Mélomane au premier chef, un jour qu’il disputait avec Rossini :

— Tenez, dit-il à l’auteur de Moise et de Guillaume Tell, laissez-moi tranquille, vous n’entendez rien à la musique !

Et Rossini lui répondit :

— C’est vrai.

L’homme le plus spirituel a ses bons et ses mauvais jours, ses lourdeurs et ses allégements de cerveau. Méry n’est jamais fatigué, Méry n’est jamais à sec. Quand, par hasard, il ne parle pas, ce n’est point qu’il se repose, c’est tout simplement qu’il écoute ; ce n’est point qu’il est fatigué, c’est qu’il se tait. Voulez-vous que Méry parle ? Approchez la flamme de la mèche et mettez le feu à Méry, Mery partira ! Laissez-le aller, ne l’arrêtez plus ; et, que la conversation soit à la morale, à la littérature, à la politique, aux voyages, qu’il soit question de Socrate ou de M. Cousin, d’Homère ou de M. Viennet, de Napoléon ou du président, d’Hérodote ou de M. Cottu, vous aurez la plus merveilleuse improvisation que vous ayez jamais entendue.

Puis, — chose incroyable ! — au milieu de tout cela, jamais une médisance sur un ami !

Si Méry a touché le bout des doigts d’un homme, tout le corps lui est sacré.
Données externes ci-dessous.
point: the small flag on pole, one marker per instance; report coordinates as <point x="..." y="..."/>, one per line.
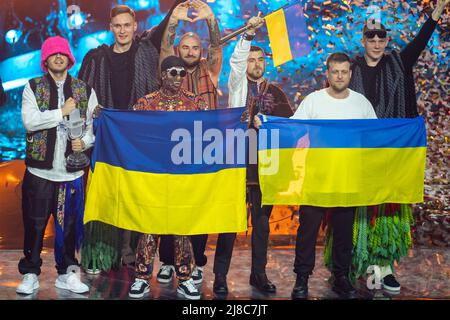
<point x="287" y="34"/>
Et, en effet, qui rend l’homme méchant ? L’envie ! Que voulez-vous qu’envie Méry ?

Il est savant comme l’était Nodier ; il est poëte comme nous tous ensemble ; il est paresseux comme Figaro, spirituel comme… comme Méry ; c’est à mon avis une très-belle position en littérature.

Quant à la facilité de Méry, elle est devenue proverbiale ; j’en citerai deux exemples.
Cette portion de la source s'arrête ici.